Le Teatro dell’Opera di Roma vient de reprendre, dans son somptueux Teatro Costanzi, la vision très intense de «Salomé» de Richard Strauss (1905) par Barrie Kosky, créée en octobre 2021 à l’Opéra de Francfort. Directeur artistique du Komische Oper de Berlin depuis 2012, le metteur en scène a notamment signé au Festival de Bayreuth en 2017 des «Maîtres chanteurs de Nuremberg» de Richard Wagner, récompensés et extrêmement marquants, ainsi que «Le Prince Igor» d’Alexandre Borodine en 2019, à l’Opéra National de Paris, où il montera «Les brigands» de Jacques Offenbach la saison prochaine au Palais Garnier. Sa lecture de l’opéra de Strauss repose sur une fascinante direction d’acteurs, en parfaite symbiose avec la partition, et sur des interprètes aux présences impressionnantes, portés par la direction musicale inspirée de Marc Albrecht, spécialiste de ce répertoire.

L’aspiration à un ailleurs

«Salomé» de Richard Strauss, mis en scène par Barrie Kosky. Opéra de Rome. Mars 2024.

Crédit photo: Fabrizio Sansoni – Teatro dell’Opera di Roma

« Une hypnotique obscurité, no man’s land ou paysage intérieur, comme dans un mauvais rêve»

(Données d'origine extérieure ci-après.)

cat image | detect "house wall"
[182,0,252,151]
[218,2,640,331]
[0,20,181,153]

Dès les premiers mots de l’ouvrage, Narraboth s’émerveille de la beauté de Salomé sur une musique d’une inquiétante étrangeté, «Wie schön ist die Prinzessin Salome heute Nacht!», tandis qu’un page le met en garde en lui rappelant qu’il la regarde trop. C’est ainsi que toute l’action de l’opéra, d’après la pièce d’Oscar Wilde (1893), s’appuie sur le regard interdit et la transgression à trop observer l’autre. Le spectacle de Barrie Kosky impose pourtant au spectateur de fixer son attention sur des figures semblant jaillir des ténèbres, l’arrière-plan uniformément noir mettant en relief leurs silhouettes et leurs moindres gestes de façon picturale. Les images sont fortes et envoûtantes, dans un jeu de chaque instant, où la terrasse du palais d’Hérode reste plongée dans une hypnotique obscurité, no man’s land ou paysage intérieur, comme dans un mauvais rêve. Dans une fascinante alliance avec le théâtre, les superbes lumières de Joachim Klein reflètent la fulgurance de certaines phrases musicales, appuyant de façon brutale les apparitions fugitives de Narraboth, au début de l’opéra. Le ténor Joel Prieto exprime par des nuances d’une beauté ineffable l’amour impossible de cet homme blessé; il était mémorable en Sam Kaplan dans «Street Scene» de Kurt Weill à l’Opéra de Monte-Carlo en février 2020. La voix du prophète Jochanaan (Jean-Baptiste), enfermé pour avoir dénoncé les débauches de la cour d’Hérode, annonce l’arrivée du sauveur, figeant l’action sur les graves stupéfiants de la basse Nicolas Brownlee et sur des lumières vacillantes.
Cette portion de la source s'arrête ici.